Nucleic Acids Research, Vol 26, Issue 3 810-815, Copyright © 1998 by Oxford University Press
P Vaughan and TV McCarthy
A novel process is presented for the detection of known mutations and
polymorphisms in DNA. This process, termed glycosylase mediated
polymorphism detection (GMPD) involves amplification of the target DNA
using three normal dNTPs and a fourth modified dNTP, whose base is a
substrate for a specific DNA-glycosylase once incorporated into the DNA.

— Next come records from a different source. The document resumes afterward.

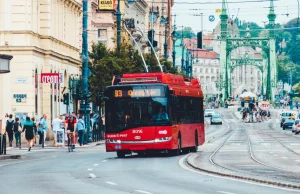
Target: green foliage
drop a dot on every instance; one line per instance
(105, 64)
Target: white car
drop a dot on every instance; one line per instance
(216, 119)
(208, 112)
(294, 127)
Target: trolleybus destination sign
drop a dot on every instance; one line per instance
(53, 78)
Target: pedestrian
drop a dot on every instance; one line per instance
(56, 126)
(35, 129)
(80, 129)
(17, 132)
(29, 132)
(9, 129)
(71, 126)
(43, 129)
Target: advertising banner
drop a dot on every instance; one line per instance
(107, 5)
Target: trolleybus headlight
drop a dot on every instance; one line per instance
(163, 139)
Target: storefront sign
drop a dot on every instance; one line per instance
(53, 78)
(107, 5)
(21, 80)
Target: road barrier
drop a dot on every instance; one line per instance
(2, 144)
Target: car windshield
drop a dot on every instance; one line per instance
(289, 121)
(124, 113)
(286, 114)
(216, 116)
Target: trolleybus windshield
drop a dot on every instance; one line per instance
(136, 107)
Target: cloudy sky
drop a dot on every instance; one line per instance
(255, 11)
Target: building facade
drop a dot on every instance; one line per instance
(43, 37)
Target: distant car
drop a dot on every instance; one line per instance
(288, 123)
(216, 119)
(208, 112)
(294, 127)
(297, 131)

The work described here utilises uracil DNA-glycosylase as the specific
glycosylase and dUTP as the modified dNTP. Primers are designed so that
during extension, the position of the first uracil incorporated into the
extended primers differs depending on whether a mutation is present or
absent. Subsequent glycosylase excision of the uracil residues followed by
cleavage of the apyrimidinic sites allows detection of the mutation in the
amplified fragment as a fragment length polymorphism. Variation in the
sizes of the fragment length polymorphisms generated, can be readily
achieved through the use of inosine bases in place of adenine bases in the
upper and/or lower primers. The GMPD process is also adaptable to solid
phase analysis. The use of the process for detection of mutations in the
RYR1 and CFTR genes is demonstrated. Overall, the simplicity, specificity,
versatility and flexibility of the GMPD process make it an attractive
candidate for both small and large scale application in mutation detection
and genome analysis.
ARTICLES
A novel process for mutation detection using uracil DNA-glycosylase
Department of Biochemistry and National Food Biotechnology Centre, University College, Cork, Ireland.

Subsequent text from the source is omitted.